BTC dominance (DOM) is simply the proportion of Bitcoin’s share of the total market capitalization of the entire crypto market. It currently hovers around about 57%, though at one point it reached 60% to 70%. With just this single number, you can start to see the overall direction of the market.
Dominance is like a mirror of market sentiment: when this figure is high versus when it is low, investor behavior patterns are completely different. The calculation method is also straightforward—you just divide Bitcoin’s market capitalization by the total market capitalization of all cryptocurrencies. For example, if Bitcoin has a market cap of $9 billion and all other altcoins together are $1 billion, then 90 ÷ (90 + 10) = 90%.
Bitcoin is the flagship, base currency of the crypto market. Many traders, when they first enter the market, buy Bitcoin or USDT; and when altcoins crash, they move funds to protect their positions—or flee into Bitcoin. In other words, when dominance is rising, it means funds are gradually being pulled out of the altcoin market.
There are four major scenarios that play out in the market. The first is when Bitcoin’s price rises and the whole market rises along with it. This is the most ideal situation: market confidence increases, and institutional investors are channeling large amounts of money into the market. The second scenario is when only Bitcoin rises while altcoins decline. This is the typical pattern when dominance is increasing. The third scenario is when both Bitcoin and altcoins fall together—this indicates that the entire market is in a bearish mood. The fourth scenario is when Bitcoin is moving sideways or falling, but altcoins are rising. In this case, dominance may be decreasing, and the altcoin market could be moving independently.
Dominance works as an indicator because it’s essential for judging market trends. When DOM is rising, bullish traders tend to sell altcoins and buy Bitcoin; in bearish phases, they “run” into USDT (a stablecoin) to avoid losses. Conversely, when dominance is falling, altcoins generally tend to show stronger price action than Bitcoin.
Looking back historically, in 2016, Bitcoin accounted for more than 90% of market capitalization. Back then, even Ethereum didn’t exist. Then, during the ICO boom in 2017, dominance dropped to a low of about 35%. There was also a period when Ethereum’s share reached 30%. After that, by the end of 2017, dominance recovered to 65% or more—overlapping with the time when Bitcoin peaked at $20,000.
From January to February 2018, dominance plummeted, falling to around 33%. After that, once the sharks (large investors) locked in profits and switched into altcoins, the entire market declined significantly. By mid-2018, dominance recovered to nearly 45%, but then fell again in the second half of the year. Afterward, as of April 2019, it was hovering around 50% to 55%.
More recently, during the COVID-19 crash in March 2020, Bitcoin’s price dropped sharply—but the subsequent recovery was intense.
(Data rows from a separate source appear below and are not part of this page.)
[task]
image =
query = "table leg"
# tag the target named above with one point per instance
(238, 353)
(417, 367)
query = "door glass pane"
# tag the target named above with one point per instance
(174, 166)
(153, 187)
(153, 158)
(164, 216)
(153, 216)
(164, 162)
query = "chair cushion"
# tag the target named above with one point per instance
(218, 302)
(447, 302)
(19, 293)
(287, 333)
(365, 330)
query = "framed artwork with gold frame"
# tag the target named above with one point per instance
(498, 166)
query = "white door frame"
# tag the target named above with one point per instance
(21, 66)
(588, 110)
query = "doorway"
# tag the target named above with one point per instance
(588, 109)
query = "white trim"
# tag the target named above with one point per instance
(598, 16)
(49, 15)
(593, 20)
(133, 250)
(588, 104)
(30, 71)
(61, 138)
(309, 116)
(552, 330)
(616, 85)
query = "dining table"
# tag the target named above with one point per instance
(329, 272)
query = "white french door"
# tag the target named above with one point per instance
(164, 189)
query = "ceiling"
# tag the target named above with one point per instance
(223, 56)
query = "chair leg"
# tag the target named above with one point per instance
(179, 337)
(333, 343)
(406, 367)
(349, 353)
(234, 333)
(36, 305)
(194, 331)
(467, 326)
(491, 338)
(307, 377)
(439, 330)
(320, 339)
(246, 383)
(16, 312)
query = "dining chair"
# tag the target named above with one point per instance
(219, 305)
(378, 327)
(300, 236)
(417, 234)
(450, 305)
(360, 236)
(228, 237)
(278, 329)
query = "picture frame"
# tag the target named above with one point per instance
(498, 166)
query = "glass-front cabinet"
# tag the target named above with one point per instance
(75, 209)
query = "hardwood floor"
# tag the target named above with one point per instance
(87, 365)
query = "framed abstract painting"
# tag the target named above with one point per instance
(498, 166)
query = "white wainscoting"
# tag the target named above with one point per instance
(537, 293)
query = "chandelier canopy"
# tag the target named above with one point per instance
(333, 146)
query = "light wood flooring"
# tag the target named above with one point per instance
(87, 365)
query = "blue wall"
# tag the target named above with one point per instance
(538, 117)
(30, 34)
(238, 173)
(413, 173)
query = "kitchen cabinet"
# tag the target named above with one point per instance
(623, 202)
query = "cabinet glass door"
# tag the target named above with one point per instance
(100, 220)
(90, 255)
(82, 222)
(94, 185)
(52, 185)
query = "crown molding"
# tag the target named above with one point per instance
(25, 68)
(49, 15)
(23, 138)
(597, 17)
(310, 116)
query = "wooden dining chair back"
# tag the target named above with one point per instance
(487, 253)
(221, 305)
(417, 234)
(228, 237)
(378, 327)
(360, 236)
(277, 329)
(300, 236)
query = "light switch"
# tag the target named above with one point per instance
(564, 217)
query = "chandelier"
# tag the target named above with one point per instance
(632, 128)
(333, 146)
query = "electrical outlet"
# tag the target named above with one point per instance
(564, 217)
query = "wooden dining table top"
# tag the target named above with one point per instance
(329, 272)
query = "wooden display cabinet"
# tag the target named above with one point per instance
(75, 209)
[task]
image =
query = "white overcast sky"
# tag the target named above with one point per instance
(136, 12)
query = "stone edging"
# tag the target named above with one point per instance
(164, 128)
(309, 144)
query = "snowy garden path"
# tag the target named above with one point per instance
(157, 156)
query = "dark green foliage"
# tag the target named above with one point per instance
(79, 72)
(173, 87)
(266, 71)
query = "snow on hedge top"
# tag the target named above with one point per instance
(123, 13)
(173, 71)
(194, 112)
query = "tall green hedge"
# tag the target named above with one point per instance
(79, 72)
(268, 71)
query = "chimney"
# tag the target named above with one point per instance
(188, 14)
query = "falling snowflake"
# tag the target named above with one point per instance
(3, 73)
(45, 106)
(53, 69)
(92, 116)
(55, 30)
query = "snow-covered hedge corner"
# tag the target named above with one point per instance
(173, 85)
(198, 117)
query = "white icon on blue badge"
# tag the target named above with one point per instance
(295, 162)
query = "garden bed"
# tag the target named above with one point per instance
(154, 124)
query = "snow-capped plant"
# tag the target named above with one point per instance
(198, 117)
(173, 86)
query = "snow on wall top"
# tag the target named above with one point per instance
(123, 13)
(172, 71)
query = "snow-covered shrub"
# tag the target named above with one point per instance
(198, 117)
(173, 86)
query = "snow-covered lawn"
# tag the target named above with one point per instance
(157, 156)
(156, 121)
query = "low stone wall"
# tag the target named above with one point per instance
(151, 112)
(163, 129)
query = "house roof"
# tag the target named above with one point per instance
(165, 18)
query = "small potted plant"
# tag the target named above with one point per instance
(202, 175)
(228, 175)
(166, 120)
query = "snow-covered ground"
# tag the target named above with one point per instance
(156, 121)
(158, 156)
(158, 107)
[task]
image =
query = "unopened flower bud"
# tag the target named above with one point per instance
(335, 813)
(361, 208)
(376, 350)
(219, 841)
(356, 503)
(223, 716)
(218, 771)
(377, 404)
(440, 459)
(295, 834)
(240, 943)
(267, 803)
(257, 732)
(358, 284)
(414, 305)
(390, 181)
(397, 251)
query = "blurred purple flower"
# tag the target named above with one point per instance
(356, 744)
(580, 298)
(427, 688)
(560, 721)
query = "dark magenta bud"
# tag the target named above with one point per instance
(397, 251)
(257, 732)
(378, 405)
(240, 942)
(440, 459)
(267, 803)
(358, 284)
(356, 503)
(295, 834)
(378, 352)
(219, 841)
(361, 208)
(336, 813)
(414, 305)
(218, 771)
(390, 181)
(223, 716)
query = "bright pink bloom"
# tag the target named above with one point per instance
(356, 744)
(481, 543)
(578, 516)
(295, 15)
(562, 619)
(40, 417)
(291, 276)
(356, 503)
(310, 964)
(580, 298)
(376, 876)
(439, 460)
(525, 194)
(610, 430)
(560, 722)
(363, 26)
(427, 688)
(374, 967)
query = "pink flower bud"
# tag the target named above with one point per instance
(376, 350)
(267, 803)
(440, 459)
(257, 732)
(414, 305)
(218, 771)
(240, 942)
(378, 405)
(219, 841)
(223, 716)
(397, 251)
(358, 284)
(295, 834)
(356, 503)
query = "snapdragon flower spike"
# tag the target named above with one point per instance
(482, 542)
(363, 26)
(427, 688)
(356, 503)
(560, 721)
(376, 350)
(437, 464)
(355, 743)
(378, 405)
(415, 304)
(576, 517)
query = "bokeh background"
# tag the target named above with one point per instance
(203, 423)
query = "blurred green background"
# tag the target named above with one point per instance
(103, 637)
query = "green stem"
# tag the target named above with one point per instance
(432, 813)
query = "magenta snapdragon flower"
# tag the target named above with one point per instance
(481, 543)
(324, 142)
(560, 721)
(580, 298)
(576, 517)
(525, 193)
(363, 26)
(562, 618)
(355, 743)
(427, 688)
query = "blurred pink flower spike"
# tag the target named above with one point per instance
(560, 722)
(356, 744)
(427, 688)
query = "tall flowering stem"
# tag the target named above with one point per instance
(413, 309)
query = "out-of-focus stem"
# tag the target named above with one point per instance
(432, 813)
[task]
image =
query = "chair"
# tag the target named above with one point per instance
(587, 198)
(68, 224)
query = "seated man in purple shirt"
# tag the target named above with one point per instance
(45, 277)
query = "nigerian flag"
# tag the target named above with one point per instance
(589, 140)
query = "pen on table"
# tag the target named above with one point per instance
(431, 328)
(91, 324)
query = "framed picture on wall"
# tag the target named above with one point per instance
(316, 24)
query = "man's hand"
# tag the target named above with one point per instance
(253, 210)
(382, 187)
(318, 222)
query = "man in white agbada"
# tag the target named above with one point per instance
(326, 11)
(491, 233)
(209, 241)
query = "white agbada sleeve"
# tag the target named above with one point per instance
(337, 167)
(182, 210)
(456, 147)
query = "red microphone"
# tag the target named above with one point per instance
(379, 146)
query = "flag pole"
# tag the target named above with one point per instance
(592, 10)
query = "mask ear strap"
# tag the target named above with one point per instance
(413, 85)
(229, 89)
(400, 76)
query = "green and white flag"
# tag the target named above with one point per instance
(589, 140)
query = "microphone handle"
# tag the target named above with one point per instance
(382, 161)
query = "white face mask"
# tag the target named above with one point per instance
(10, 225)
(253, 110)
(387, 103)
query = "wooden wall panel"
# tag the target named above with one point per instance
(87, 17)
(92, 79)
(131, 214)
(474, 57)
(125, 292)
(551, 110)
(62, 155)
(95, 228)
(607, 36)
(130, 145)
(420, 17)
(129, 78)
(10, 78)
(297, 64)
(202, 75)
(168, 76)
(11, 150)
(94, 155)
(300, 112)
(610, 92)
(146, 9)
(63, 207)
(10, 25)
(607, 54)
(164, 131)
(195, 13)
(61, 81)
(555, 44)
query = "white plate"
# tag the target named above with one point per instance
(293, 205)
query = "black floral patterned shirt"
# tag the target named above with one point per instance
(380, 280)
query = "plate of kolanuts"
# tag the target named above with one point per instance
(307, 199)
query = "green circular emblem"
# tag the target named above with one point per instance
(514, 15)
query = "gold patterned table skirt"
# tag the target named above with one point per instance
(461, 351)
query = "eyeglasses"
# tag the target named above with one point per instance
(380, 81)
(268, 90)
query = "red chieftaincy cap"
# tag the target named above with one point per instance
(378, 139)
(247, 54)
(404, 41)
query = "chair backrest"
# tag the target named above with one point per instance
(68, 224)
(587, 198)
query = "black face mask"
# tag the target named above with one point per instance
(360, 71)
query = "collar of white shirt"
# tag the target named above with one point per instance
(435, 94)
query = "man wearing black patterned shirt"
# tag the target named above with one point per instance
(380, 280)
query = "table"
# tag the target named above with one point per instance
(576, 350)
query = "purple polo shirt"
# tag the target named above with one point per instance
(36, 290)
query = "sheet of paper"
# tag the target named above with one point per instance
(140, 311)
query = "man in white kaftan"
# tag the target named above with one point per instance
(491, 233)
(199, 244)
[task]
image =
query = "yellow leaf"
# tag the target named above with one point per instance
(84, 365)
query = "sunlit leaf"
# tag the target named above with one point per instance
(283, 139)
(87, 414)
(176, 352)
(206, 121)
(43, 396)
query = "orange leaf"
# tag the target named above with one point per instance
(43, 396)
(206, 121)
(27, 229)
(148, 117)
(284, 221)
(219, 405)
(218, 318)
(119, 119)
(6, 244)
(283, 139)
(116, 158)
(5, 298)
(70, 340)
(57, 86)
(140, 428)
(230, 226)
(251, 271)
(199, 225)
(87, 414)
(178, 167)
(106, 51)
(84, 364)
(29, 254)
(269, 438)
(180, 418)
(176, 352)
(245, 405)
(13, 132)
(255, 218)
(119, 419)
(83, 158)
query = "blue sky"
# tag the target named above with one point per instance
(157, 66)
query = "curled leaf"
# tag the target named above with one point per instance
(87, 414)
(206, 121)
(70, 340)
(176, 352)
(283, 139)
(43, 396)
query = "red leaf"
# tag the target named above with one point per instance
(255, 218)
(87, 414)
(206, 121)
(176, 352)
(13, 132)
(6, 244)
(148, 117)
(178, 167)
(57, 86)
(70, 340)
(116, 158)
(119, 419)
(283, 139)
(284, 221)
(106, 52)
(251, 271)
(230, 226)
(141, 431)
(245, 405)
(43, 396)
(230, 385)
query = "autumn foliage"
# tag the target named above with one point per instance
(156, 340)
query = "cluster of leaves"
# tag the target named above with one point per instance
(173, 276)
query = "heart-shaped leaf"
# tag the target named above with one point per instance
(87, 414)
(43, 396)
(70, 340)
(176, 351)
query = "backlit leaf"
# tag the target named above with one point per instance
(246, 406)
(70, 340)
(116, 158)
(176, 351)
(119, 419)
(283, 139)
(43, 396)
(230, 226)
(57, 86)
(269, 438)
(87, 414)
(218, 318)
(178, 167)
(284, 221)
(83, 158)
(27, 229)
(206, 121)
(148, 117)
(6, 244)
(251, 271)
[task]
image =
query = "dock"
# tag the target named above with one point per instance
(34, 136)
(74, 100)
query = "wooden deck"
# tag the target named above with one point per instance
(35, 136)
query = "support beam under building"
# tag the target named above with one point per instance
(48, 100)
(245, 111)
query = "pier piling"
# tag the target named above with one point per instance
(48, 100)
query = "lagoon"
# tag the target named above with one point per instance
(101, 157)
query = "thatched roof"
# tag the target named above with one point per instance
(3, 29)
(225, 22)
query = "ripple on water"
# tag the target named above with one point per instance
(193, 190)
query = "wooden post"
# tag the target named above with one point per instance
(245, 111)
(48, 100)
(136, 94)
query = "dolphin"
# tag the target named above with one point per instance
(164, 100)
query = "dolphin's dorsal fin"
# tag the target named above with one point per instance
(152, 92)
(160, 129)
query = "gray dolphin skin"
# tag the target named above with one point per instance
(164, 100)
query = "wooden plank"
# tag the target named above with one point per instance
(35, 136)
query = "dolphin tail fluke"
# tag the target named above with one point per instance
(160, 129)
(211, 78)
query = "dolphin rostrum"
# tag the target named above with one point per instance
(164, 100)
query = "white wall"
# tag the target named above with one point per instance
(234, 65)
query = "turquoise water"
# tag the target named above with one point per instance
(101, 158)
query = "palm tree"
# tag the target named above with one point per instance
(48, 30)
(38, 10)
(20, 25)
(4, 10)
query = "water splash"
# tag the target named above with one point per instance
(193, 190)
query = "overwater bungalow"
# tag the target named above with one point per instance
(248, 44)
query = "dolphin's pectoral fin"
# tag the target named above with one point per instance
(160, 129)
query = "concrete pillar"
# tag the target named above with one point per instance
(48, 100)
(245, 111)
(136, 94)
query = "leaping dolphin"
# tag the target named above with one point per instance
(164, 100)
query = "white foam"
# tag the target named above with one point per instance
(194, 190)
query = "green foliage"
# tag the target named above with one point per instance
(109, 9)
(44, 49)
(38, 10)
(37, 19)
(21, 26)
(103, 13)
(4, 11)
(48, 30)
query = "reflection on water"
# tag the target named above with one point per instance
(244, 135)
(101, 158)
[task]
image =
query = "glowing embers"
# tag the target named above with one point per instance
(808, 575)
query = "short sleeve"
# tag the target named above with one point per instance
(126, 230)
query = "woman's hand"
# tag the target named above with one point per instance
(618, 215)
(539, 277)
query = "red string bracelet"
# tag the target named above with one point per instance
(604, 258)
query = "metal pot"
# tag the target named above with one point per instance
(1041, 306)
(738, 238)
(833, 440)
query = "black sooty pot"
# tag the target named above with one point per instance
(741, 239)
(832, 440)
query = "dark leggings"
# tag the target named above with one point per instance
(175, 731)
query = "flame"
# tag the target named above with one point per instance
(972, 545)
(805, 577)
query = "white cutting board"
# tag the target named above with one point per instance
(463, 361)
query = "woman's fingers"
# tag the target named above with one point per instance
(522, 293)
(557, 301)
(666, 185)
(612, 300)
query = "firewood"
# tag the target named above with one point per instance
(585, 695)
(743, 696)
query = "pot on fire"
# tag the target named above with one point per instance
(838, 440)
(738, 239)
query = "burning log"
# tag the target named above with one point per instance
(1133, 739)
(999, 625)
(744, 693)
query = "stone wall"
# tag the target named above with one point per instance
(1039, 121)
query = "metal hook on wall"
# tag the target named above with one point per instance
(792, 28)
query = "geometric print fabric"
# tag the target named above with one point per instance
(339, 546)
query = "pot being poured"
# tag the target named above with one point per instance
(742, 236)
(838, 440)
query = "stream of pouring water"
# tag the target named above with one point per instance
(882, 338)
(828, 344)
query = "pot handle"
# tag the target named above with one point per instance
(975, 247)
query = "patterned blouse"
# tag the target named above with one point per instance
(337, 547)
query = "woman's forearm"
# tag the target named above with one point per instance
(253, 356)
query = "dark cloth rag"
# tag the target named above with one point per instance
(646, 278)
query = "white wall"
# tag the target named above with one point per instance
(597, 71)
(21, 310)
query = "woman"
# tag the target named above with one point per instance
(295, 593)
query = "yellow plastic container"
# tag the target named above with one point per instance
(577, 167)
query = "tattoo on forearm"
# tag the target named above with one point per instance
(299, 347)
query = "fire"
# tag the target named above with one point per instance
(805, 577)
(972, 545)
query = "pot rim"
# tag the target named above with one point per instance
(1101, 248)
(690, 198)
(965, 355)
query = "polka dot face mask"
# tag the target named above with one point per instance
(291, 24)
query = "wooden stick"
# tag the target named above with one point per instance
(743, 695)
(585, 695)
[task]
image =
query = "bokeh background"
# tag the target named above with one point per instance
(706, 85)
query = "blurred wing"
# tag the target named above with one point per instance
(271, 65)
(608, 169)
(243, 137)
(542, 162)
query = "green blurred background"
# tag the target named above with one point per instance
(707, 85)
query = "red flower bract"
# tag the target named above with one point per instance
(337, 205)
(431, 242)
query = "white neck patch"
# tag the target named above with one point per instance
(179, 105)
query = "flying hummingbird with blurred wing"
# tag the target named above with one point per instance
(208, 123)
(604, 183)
From late 2020 into early 2021, when Bitcoin surged from $3,800 to $41,000, dominance also rose to nearly 74%.
You shouldn’t judge dominance on its own; you need to look at other indicators as well. Consider TOTAL (the total market cap of all cryptocurrencies), TOTAL2 (the total market cap excluding Bitcoin), and DeFi-related metrics as references too. You need a “feel” for reading market capital flows—and that’s exactly where beginners tend to stumble.
In conclusion, when dominance is rising, it’s wise to carefully select and hold altcoins that are highly regarded and have proven themselves. It’s important not to chase prices blindly, but to make decisions by reading the overall market flow.